Opening ILT blackbox: Exploring recognition-based leadership perceptions with conjoint analysis

Detalhes bibliográficos
Ano de defesa: 2016
Autor(a) principal: Tavares, Gustavo Moreira
Orientador(a): Sobral, Filipe João Bera de Azevedo
Banca de defesa: Não Informado pela instituição
Tipo de documento: Dissertação
Tipo de acesso: Acesso aberto
Idioma: eng
Instituição de defesa: Não Informado pela instituição
Programa de Pós-Graduação: Não Informado pela instituição
Departamento: Não Informado pela instituição
País: Não Informado pela instituição
Palavras-chave em Português:
Link de acesso: https://hdl.handle.net/10438/16580
Resumo: Although research on Implicit Leadership Theories (ILT) has put great effort on determining what attributes define a leader prototype, little attention has been given to understanding the relative importance of each of these attributes in the categorization process by followers. Knowing that recognition-based leadership perceptions are the result of the match between followers’ ILTs and the perceived attributes in their actual leaders, understanding how specific prototypical leader attributes impact this impression formation process is particularly relevant.
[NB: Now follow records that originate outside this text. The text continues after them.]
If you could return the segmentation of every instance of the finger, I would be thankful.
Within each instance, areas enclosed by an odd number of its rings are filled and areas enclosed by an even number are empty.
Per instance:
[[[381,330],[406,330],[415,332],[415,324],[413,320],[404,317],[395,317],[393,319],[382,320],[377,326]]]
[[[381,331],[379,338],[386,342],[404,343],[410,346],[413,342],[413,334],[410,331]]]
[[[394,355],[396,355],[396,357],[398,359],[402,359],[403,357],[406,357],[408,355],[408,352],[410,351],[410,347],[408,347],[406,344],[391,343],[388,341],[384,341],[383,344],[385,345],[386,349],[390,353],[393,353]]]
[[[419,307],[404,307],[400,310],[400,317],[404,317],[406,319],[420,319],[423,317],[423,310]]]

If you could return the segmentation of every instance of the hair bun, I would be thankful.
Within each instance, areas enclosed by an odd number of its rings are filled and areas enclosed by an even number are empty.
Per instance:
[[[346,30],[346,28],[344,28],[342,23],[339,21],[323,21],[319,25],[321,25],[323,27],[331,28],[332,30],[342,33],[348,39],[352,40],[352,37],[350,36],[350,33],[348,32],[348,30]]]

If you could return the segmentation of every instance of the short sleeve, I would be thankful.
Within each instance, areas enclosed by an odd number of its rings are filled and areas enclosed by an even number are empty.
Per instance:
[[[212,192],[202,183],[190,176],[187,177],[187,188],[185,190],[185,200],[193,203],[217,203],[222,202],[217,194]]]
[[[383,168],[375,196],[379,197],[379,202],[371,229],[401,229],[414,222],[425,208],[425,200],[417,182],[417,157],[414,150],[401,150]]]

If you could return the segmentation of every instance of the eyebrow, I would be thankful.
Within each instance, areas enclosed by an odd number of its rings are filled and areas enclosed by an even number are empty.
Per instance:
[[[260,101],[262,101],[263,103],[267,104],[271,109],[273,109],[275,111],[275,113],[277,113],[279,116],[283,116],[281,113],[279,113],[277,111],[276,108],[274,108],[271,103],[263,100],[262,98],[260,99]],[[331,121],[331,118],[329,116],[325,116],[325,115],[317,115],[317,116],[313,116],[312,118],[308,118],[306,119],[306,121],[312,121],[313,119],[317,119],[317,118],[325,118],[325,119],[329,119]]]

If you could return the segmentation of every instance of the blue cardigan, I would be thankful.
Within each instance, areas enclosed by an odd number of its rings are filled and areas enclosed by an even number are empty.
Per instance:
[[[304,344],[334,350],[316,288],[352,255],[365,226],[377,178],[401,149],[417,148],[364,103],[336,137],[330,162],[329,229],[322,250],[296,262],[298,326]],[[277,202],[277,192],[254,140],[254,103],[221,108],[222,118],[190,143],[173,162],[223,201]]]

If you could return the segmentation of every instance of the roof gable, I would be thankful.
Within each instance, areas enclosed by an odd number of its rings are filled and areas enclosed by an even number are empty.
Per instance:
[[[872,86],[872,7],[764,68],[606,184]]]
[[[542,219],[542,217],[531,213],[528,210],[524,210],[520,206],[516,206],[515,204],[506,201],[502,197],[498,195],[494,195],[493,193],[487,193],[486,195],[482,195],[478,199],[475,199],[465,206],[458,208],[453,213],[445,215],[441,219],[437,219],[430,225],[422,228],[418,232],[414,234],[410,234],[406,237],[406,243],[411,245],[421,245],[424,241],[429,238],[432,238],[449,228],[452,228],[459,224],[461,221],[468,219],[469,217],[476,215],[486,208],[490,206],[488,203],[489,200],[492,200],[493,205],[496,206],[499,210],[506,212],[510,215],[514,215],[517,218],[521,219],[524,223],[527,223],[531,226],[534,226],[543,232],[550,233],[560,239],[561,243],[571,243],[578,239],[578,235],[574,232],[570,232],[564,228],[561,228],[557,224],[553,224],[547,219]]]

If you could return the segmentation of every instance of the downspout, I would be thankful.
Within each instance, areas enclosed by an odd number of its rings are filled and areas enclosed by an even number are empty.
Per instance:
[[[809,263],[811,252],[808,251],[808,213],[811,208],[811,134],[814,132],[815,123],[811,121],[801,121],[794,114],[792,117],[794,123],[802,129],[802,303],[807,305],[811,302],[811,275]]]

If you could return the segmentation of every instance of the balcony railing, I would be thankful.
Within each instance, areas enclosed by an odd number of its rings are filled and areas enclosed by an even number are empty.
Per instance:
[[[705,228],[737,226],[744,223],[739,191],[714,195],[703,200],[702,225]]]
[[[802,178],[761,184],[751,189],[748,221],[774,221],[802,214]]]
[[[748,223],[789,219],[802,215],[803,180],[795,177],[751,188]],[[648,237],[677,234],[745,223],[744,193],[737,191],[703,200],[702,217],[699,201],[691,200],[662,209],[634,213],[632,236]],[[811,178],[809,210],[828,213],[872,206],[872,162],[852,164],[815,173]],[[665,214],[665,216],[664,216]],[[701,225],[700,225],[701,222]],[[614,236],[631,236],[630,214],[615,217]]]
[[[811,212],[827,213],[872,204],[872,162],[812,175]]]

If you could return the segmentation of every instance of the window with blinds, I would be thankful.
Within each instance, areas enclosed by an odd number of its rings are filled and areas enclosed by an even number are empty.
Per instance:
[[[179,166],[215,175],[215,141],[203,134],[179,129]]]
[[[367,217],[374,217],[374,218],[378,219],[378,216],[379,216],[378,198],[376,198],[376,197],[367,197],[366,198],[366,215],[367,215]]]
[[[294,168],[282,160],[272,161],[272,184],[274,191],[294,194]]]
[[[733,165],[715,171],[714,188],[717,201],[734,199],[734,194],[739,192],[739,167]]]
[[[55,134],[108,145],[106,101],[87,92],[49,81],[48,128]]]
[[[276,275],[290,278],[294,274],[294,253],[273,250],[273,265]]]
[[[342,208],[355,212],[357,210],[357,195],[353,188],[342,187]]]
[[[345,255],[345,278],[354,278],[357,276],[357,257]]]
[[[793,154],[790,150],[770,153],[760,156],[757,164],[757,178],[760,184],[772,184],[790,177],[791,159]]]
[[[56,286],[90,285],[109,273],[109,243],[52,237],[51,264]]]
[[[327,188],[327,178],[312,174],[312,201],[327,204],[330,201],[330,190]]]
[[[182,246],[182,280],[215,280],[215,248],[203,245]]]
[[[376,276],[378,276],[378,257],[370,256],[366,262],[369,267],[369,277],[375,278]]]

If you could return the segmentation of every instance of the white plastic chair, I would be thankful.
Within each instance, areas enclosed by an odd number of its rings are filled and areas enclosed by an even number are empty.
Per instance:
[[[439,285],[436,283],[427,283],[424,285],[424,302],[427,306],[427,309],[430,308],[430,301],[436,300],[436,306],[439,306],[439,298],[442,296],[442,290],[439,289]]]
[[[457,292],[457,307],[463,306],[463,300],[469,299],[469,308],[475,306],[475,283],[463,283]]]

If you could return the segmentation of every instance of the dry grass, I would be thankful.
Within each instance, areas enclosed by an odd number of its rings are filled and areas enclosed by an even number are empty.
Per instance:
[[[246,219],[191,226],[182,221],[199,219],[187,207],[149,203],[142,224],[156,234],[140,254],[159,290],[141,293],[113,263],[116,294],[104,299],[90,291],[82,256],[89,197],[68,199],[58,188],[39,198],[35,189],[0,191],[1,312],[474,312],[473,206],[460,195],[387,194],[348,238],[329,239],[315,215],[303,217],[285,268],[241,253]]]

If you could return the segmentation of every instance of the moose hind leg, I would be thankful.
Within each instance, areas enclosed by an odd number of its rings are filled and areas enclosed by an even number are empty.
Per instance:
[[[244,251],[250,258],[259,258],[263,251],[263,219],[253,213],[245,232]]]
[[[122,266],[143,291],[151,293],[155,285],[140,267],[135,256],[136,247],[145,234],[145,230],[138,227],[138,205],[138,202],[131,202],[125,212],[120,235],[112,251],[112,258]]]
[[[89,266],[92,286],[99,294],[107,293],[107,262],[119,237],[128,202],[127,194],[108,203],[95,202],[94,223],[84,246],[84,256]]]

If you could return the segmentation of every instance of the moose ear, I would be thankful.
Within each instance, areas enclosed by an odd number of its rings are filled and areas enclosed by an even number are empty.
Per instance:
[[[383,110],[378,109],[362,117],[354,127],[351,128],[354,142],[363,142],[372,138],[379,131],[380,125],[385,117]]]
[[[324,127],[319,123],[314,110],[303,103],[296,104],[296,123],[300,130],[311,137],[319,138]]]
In this study, we draw upon socio-cognitive theories to explore how followers cognitively process the information about a leader’s attributes. By using Conjoint Analysis (CA), a technique that allows us to measure an individual’s trade-offs when making choices about multi-attributed options, we conducted a series of 4 studies with a total of 879 participants. Our results demonstrate that attributes’ importance for individuals’ leadership perceptions formation is rather heterogeneous, and that some attributes can enhance or spoil the importance of other prototypical attributes. Finally, by manipulating the leadership domain, we show that the weighting pattern of attributes is context dependent, as suggested by the connectionist approach to leadership categorization. Our findings also demonstrate that Conjoint Analysis can be a valuable tool for ILT research.